Predicted gut microflora function using PICRUSt
It is unclear that seasonal variation in the gut microbiome affects host metabolism. To understand the specific effects of the gut microbiome on host metabolism, PICRUSt was performed to predict the chipmunk gut microbiome functions, which showed that chipmunk in different seasons exhibited some differences in metabolism abundance at level 2, including carbohydrate, protein, amino acid, Xenobiotics, energy, Cofactors and Vitamins, Glycan, Lipid, Terpenoids, and Polyketides metabolism. A Violin Plot was used to visualize the distribution of the data and its probability density (Fig. 5). The abundance of carbohydrate, Lipid, Nucleotide, Xenobiotics, energy, Terpenoids and Polyketides metabolism were higher in spring than in summer and autumn.

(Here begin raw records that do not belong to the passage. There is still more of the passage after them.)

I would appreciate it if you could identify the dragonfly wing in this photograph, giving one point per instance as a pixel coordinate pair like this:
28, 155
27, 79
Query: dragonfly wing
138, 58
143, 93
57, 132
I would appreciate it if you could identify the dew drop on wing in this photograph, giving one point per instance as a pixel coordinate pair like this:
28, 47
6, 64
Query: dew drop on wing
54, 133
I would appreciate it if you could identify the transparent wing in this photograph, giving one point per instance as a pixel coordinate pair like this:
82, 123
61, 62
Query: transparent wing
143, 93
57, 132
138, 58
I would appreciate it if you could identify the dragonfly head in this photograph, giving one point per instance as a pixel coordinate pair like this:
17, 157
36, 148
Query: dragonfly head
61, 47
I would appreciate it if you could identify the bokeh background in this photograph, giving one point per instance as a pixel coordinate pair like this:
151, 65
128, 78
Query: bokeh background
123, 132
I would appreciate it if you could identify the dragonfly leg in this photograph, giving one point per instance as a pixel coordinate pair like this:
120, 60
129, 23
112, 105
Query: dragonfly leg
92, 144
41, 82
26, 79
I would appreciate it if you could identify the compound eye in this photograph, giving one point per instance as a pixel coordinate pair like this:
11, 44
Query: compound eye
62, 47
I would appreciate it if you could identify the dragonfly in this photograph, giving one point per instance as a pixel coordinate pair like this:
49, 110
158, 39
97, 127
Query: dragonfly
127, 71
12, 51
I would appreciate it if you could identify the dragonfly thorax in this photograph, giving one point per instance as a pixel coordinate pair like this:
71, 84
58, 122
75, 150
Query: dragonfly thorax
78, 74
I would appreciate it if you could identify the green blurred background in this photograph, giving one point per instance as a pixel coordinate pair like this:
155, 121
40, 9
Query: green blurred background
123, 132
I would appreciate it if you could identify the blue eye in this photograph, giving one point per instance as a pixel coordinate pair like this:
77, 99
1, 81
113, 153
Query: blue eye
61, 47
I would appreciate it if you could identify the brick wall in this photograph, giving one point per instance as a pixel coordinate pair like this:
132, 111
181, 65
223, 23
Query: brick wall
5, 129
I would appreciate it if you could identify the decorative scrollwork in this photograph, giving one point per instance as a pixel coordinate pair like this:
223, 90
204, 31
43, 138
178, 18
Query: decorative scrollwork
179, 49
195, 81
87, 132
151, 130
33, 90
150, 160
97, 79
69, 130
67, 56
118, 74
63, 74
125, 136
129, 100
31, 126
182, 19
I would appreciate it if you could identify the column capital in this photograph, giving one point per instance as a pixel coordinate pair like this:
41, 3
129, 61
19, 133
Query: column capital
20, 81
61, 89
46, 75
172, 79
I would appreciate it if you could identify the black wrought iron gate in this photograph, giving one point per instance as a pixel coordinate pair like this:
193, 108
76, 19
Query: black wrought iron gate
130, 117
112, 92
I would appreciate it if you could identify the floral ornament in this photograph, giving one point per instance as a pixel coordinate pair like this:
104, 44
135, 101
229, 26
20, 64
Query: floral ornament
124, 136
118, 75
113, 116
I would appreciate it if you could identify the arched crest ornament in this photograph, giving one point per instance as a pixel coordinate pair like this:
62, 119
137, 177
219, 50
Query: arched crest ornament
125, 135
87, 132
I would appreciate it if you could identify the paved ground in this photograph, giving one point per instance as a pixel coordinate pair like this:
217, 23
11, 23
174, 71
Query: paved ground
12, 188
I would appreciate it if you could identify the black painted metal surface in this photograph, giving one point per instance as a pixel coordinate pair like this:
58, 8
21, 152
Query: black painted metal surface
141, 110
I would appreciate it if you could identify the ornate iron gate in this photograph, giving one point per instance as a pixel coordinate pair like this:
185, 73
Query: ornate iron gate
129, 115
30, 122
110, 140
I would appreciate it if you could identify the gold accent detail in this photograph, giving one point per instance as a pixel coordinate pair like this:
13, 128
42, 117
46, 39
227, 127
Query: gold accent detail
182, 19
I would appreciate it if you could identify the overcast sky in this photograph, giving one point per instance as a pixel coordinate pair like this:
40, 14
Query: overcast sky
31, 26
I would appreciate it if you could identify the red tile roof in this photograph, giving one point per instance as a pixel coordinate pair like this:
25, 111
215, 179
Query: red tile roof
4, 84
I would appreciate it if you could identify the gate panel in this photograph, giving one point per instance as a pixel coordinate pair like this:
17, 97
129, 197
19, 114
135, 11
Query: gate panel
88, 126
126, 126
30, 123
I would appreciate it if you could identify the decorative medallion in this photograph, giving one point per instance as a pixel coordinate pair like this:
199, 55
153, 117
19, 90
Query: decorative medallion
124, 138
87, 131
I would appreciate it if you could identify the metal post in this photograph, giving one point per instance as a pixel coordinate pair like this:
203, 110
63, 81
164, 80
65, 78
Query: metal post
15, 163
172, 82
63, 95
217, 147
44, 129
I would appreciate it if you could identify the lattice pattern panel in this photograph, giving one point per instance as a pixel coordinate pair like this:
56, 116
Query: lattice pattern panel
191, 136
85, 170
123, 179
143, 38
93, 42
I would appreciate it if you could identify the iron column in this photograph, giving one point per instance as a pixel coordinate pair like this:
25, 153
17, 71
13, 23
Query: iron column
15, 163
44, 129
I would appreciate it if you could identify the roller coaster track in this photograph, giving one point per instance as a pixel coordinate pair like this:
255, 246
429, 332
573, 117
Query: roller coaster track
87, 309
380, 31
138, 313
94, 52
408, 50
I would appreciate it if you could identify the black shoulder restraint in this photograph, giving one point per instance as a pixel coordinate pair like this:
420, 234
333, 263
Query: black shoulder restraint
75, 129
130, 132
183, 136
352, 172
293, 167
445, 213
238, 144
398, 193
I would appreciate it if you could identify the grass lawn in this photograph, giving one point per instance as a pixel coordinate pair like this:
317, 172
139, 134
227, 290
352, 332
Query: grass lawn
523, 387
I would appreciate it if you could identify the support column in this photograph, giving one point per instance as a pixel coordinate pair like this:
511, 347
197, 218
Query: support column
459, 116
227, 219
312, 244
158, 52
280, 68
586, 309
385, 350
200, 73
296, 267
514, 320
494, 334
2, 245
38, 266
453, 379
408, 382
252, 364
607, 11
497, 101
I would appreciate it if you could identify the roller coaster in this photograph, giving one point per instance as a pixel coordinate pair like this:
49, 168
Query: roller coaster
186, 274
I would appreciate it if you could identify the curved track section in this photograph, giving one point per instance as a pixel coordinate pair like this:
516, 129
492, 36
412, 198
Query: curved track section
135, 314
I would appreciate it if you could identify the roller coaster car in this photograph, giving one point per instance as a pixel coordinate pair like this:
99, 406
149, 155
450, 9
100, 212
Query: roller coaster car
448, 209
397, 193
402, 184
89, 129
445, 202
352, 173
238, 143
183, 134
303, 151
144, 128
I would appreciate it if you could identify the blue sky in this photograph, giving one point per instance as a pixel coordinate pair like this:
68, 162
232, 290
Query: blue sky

Moreover, spring and summer showed significant differences (ANOSIM, P < 0.001, p= 0.005, Euclidian R= 0.20), whereas a highly significant difference was observed between spring and autumn (ANOSIM, p=0.0005) and insignificant Euclidian difference (p=0.29) was investigated while comparing summer with autumn. SIMPER analyses among three seasons observed average Bray-Curtis dissimilarity was 3.627% as shown in Additional file 4. This analysis assisted us in figuring out the relationship between seasonal metabolic capacities.